Dirty Bankers

Review: The Laundromat is a quick spin with spotty results

Director    Steven Soderbergh
Written By    Scott Z. Burns
Starring    Meryl Streep, Gary Oldman, Antonio Banderas, Sharon Stone, Jeffrey Wright, Nonso Anozie, Rosalind Chao, Matthias Schoenaerts
Release    27 SEP (US) 27 SEP (UK)
Review: The Laundromat is a quick spin with spotty results Movie Review

Grade

Grade B-

Luke Whiston

24th October 2019

It sucks that there are people in the world whose only goal is the pursuit of wealth without any thought for the human cost, and that these people live lives of fabulous opulence we could only imagine while poverty exists, but that's the natural result of a society based on capitalism. I mean, we're all like it to some extent - we've got to pay the bills and put food on the table, and the goose game on Nintendo Switch isn't going to buy itself - but those who possess the ability to hoard more money than they could ever spend are equipped to rise to the top of the heap at our expense. It's a maddening situation, although if pushed I'd say I was more angry about geese right now. That seems like a problem I could solve. Forget billionaires; we need to kill all the geese.
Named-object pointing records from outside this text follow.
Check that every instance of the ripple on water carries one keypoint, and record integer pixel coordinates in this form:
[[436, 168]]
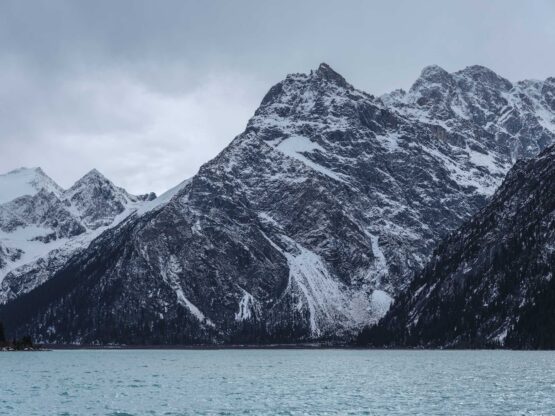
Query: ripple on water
[[278, 382]]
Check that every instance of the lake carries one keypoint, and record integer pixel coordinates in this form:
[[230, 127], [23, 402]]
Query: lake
[[277, 382]]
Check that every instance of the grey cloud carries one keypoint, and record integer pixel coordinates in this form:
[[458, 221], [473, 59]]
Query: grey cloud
[[147, 91]]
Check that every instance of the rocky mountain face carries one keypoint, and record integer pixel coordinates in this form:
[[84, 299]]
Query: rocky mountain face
[[306, 226], [44, 225], [491, 282]]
I don't know much about film production but it seems to me if you've got a few big names nailed down - such as Meryl Streep, Gary Oldman and Antonio Banderas - and some other not-so-literal stars align, then you've got to just go for it. Add in a rough-and-ready filmmaker like Steven Soderbergh and that precious window of time could result in some fortuitous movie magic. Unfortunately that's not quite what has happened with The Laundromat - a collection of vignettes told under the umbrella of a huge real-life international money scandal - which comes across like someone trying to tell you the plot to The Big Short through the window of a train as it leaves a station.

In 2015 an anonymous whistleblower working for Panama-based law firm Mossack Fonseca leaked millions of confidential documents, exposing the shady accounting setup of many wealthy individuals, businesses and governments across the globe. Turns out rich folk don't like having their secret financial arrangements inspected almost as much as they don't like paying taxes, but the revelations were so damning the world's elite sighed an "okay then" and the firm was dissolved, and the founders arrested. The whole debacle became known as the 'Panama Papers' and filled the news for a good few months. Nowadays you'd get an afternoon out of it tops.

It's like Deal or No Deal crossed with Fortnite


Soderbergh and screenwriter Scott Z. Burns' film isn't just about the downfall of Jürgen Mossack and Ramón Fonseca - who pop up to deliver fourth-wall-breaking narration in the form of Gary Oldman (channelling Lieutenant Gruber from 'Allo 'Allo) and Antonio Banderas - rather it's told from several perspectives up and down the magic money tree. The stories range from piss-boiling tales of extortion and murder, to fist-clenching tales of bought morality - anger being very much the emotion underpinning events.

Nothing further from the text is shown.